To date, more than 500 patients have received LDK378. Although fewer patients have used AF802, the other ALK inhibitor with a breakthrough therapy designation, this is also a very promising agent that is active in crizotinib-naïve and previously treated patients, Dr Chabner said.
Because most patients with ALK-positive NSCLC develop resistance to crizotinib within 2 years, these new, potent ALK inhibitors will be important. Both drugs are also active in patients with brain metastases, and visual abnormalities are less frequent than with crizotinib.

The BTK inhibitor ibrutinib has been studied in chronic lymphocytic leukemia, Waldenström’s macroglobulinemia, and in non-Hodgkin lymphoma (NHL), with a 90% progression-free survival rate seen in patients with NHL. Palbociclib, the CDK 4/5 inhibitor, is active in metastatic breast cancer, and lambrolizumab, the PD-1 inhibitor, is active in renal and lung cancers and melanoma.

“These are important new compounds that are producing significant responses and clinical benefits in difficult-to-treat situations. They are likely to get accelerated approval,” Dr Chabner predicted.

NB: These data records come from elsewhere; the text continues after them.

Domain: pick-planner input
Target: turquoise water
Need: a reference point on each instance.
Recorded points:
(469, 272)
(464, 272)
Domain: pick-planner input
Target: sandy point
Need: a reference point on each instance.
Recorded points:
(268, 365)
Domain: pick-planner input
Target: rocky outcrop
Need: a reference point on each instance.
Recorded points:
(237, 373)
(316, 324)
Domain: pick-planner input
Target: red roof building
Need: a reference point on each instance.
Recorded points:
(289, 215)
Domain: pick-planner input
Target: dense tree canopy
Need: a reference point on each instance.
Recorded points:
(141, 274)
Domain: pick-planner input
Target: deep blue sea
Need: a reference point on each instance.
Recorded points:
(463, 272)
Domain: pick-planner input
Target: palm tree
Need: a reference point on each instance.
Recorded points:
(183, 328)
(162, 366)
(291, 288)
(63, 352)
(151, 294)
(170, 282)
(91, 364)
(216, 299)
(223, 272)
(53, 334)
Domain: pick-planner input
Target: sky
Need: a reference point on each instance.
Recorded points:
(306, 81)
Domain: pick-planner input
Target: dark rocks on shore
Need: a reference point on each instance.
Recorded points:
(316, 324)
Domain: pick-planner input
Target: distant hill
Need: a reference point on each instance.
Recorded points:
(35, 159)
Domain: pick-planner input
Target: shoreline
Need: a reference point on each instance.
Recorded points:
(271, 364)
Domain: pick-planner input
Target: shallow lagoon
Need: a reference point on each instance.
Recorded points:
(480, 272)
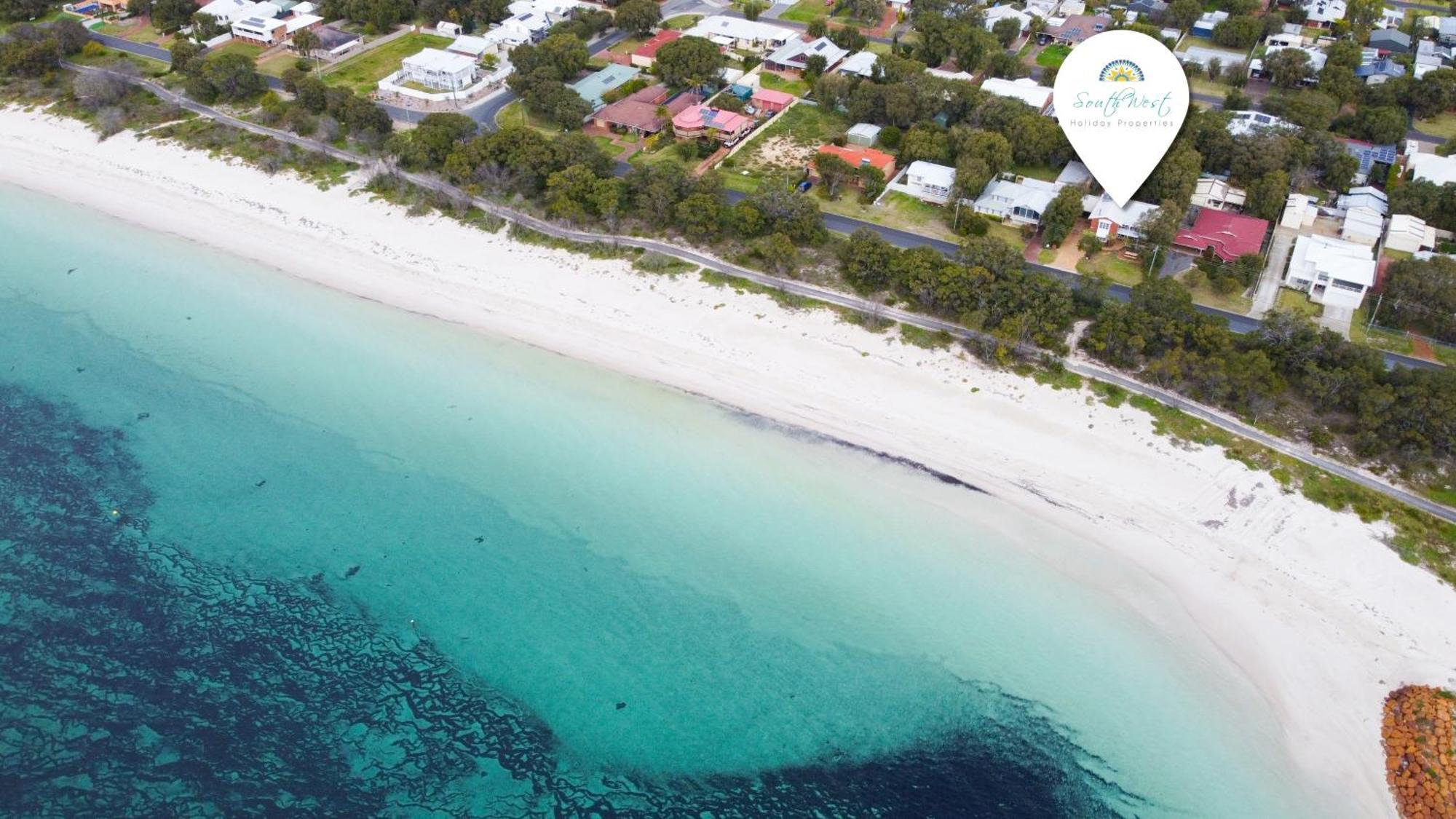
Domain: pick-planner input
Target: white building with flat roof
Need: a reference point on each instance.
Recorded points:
(1332, 272)
(1024, 90)
(745, 36)
(439, 69)
(1409, 234)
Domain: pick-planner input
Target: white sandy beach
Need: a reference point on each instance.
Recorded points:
(1310, 605)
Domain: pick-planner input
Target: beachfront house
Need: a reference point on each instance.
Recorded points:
(928, 181)
(595, 85)
(739, 34)
(1020, 200)
(861, 65)
(1410, 234)
(1024, 90)
(1110, 222)
(794, 55)
(643, 111)
(858, 158)
(1332, 272)
(439, 69)
(646, 56)
(700, 122)
(1224, 235)
(1216, 191)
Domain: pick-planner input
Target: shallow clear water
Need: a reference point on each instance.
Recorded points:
(270, 545)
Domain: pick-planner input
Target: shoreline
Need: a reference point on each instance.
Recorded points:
(1305, 604)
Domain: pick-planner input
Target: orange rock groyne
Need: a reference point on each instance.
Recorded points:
(1420, 751)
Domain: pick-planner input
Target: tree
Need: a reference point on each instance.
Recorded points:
(867, 261)
(305, 41)
(21, 11)
(232, 76)
(834, 173)
(1062, 215)
(1007, 31)
(638, 17)
(1288, 68)
(184, 53)
(1183, 14)
(778, 253)
(1241, 33)
(689, 62)
(1267, 196)
(171, 15)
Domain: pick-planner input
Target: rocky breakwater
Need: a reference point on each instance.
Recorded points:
(1420, 751)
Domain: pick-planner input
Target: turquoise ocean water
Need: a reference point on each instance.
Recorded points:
(270, 545)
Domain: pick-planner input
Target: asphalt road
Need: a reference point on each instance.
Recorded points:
(803, 289)
(487, 111)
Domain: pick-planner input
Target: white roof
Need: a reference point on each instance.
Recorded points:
(1323, 256)
(1435, 168)
(471, 46)
(1324, 11)
(1364, 222)
(1413, 226)
(1246, 122)
(302, 21)
(998, 14)
(1104, 207)
(1024, 90)
(946, 75)
(438, 60)
(739, 28)
(797, 49)
(1074, 174)
(863, 63)
(931, 174)
(1366, 197)
(1032, 194)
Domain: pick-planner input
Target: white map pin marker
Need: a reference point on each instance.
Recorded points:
(1122, 98)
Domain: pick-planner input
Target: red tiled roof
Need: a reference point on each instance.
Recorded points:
(861, 157)
(659, 41)
(772, 97)
(1228, 235)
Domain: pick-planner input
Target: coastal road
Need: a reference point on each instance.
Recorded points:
(825, 295)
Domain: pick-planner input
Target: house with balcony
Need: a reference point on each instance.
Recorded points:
(1332, 272)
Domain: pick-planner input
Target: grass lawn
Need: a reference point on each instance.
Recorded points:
(513, 114)
(1377, 337)
(363, 72)
(1444, 126)
(1297, 302)
(1043, 173)
(1235, 302)
(895, 210)
(238, 47)
(277, 65)
(775, 82)
(1112, 266)
(1053, 56)
(806, 11)
(111, 56)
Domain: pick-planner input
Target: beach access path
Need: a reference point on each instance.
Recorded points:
(1074, 363)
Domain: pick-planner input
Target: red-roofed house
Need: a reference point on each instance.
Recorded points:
(863, 158)
(646, 55)
(772, 101)
(638, 111)
(1227, 235)
(704, 122)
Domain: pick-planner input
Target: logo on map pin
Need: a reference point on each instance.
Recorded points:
(1120, 98)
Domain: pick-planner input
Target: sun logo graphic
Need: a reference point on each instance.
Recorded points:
(1122, 72)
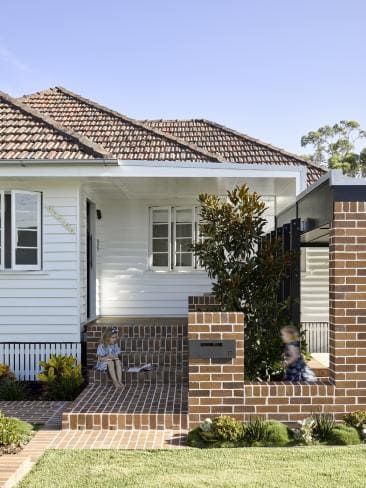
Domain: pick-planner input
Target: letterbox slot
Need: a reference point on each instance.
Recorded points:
(209, 349)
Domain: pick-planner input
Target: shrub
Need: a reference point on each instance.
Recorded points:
(6, 373)
(276, 434)
(323, 426)
(255, 431)
(344, 435)
(14, 432)
(61, 377)
(227, 429)
(305, 433)
(194, 438)
(236, 259)
(223, 429)
(355, 419)
(12, 390)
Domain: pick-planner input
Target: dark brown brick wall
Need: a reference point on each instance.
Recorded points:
(161, 342)
(216, 386)
(347, 276)
(346, 388)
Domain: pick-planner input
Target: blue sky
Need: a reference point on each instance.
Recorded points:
(273, 69)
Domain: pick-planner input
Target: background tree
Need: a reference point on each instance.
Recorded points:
(335, 147)
(246, 273)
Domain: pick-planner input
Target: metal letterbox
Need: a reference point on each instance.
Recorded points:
(212, 349)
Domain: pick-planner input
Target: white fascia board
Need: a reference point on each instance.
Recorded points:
(153, 169)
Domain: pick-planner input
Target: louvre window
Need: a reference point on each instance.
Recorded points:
(173, 230)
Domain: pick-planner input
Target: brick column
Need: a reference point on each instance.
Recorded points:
(216, 387)
(347, 286)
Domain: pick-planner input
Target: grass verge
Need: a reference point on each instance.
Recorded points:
(310, 467)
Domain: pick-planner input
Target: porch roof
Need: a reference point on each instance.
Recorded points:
(314, 206)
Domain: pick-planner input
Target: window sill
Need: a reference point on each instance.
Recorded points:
(22, 272)
(176, 271)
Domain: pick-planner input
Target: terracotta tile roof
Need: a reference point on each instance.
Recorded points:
(231, 145)
(124, 137)
(26, 134)
(160, 140)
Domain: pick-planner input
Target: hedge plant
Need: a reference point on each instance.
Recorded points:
(61, 377)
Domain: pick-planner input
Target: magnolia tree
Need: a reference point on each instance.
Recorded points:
(246, 273)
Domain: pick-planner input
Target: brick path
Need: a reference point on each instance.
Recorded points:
(14, 467)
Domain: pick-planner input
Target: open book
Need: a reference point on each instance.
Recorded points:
(138, 369)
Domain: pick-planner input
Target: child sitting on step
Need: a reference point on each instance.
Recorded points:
(296, 367)
(108, 356)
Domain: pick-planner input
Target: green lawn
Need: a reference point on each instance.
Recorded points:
(309, 467)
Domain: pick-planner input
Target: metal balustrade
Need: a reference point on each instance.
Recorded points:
(23, 357)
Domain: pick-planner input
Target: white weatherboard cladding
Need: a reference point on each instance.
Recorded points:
(315, 284)
(43, 306)
(125, 284)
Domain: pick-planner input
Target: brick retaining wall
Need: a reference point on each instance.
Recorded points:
(216, 388)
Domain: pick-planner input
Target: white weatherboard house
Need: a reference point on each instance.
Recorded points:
(98, 210)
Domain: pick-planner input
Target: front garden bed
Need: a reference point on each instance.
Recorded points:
(226, 431)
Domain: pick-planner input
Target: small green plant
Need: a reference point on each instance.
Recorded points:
(355, 419)
(11, 390)
(194, 438)
(14, 432)
(344, 435)
(6, 373)
(222, 429)
(255, 431)
(305, 433)
(323, 426)
(276, 434)
(61, 377)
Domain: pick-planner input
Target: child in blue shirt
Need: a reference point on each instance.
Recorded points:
(108, 356)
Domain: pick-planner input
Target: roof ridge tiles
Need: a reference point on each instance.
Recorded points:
(85, 144)
(142, 125)
(262, 143)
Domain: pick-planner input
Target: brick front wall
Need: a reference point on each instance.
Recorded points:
(347, 267)
(216, 386)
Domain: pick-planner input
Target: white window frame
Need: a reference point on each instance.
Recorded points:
(26, 267)
(172, 239)
(2, 229)
(160, 268)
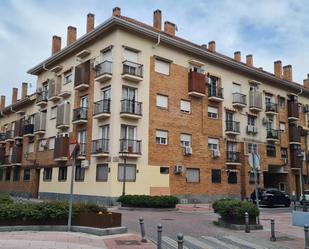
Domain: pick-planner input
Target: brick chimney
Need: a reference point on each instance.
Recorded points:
(2, 102)
(157, 20)
(56, 44)
(249, 60)
(237, 56)
(212, 46)
(14, 95)
(287, 73)
(169, 28)
(24, 90)
(90, 22)
(71, 35)
(116, 11)
(278, 69)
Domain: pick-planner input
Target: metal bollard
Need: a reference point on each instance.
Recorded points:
(306, 236)
(272, 230)
(180, 240)
(247, 227)
(159, 244)
(141, 223)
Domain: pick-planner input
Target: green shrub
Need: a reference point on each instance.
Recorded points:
(147, 201)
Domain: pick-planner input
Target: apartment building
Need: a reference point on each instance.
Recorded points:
(156, 114)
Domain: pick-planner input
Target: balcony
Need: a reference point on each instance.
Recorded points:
(28, 130)
(61, 150)
(293, 110)
(239, 100)
(215, 93)
(294, 134)
(130, 148)
(255, 101)
(100, 147)
(196, 84)
(41, 98)
(132, 71)
(271, 108)
(103, 71)
(82, 76)
(232, 158)
(131, 109)
(80, 115)
(272, 135)
(232, 128)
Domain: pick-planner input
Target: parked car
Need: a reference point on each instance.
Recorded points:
(271, 197)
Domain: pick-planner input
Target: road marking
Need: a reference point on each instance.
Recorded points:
(219, 242)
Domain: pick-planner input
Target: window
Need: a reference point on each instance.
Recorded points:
(232, 177)
(161, 137)
(102, 172)
(53, 112)
(16, 174)
(62, 173)
(185, 106)
(162, 101)
(282, 126)
(47, 174)
(162, 67)
(185, 140)
(79, 174)
(130, 172)
(271, 150)
(213, 143)
(216, 176)
(26, 174)
(212, 112)
(193, 175)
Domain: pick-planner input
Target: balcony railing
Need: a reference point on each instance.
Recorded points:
(132, 68)
(271, 107)
(232, 126)
(102, 68)
(131, 107)
(80, 114)
(100, 146)
(130, 146)
(232, 157)
(102, 106)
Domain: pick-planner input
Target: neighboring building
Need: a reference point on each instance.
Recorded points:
(181, 117)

“Indeed, the pace of FDA approvals in cancer is accelerating,” he said. In 2011, there were 15 approvals, with 2 accelerated approvals, and 8 drugs were new chemical entities. In 2012, there were 23 cancer drug approvals, 5 accelerated approvals, and 12 new chemical entities. The pace has continued in 2013, with several accelerated approvals.

Dr Chabner suggested that accelerated approvals will only increase. “If you do a trial well and have good patient selection, getting rapid approval after phase 1 trials is very likely,” he concluded.